If you take $S^2 \cross S^1$ and remove four vertical disjoint solid tori $D_i \cross S^1$ then the resulting manifold $M$ has integral homology $H_1(M) = \ZZ^4 = \langle x, y, z, t \rangle$. Here $t$ goes around the fiber and $x, y, z$ lie in the planar surface $P = S^2 - \cup D_i$. Each of $x, y, z$ goes around one of the first three components of $\bdy P$, so the last component of $\bdy P$ lies in the class $-(x + y+ z)$.

Note that $\bdy M = \bdy P \cross S^1$ is a union of four tori, $T_i$. So, for example, the first homology of $T_1$ is generated by $x$ and $t$. If we Dehn fill $T_1$ along the slope $a_1/b_1$ that is the same as killing the element $a_1x + b_1t$ in $H_1(T_1)$. Thus the new homology is $\ZZ^4 / \langle a_1x + b_1t \rangle$. If you do four fillings, then you are killing four elements of $\ZZ^4$. It is now a matter of linear algebra to decide if a four-tuple yields a homology sphere.

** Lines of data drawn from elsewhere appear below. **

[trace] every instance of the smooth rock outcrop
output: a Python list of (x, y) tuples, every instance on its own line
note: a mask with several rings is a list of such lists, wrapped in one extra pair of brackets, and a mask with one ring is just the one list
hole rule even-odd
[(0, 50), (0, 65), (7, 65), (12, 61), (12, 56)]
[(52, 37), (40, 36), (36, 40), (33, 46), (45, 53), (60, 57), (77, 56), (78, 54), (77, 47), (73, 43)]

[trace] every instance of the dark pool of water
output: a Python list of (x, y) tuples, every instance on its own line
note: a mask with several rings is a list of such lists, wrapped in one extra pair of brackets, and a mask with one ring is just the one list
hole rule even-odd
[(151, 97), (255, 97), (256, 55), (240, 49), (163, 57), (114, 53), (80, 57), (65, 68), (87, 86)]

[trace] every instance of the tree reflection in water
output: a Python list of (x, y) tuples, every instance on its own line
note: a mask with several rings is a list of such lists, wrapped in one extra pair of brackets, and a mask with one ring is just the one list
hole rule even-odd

Computing a determinant shows that the filling $((a,1),(b,1),(c,1),(d,1))$ yields an integral homology sphere if and only if $abc + abd + acd + bcd = \pm 1$. For example $(a,b,c,d) = (2,3,5,-1)$ or $(2,3,7,-1)$ give homology spheres.

Brute force computer search finds more examples: $(-19, 21, 23, -26)$, $(3, -4, -23, -25)$, $(5, -9, -22, -23)$, $(-5, 6, 13, -23)$, $(-3, 4, 7, -17)$, $(2, -3, -11, -13)$, $(-8, 9, 11, -13)$, $(3, -7, -10, -11)$.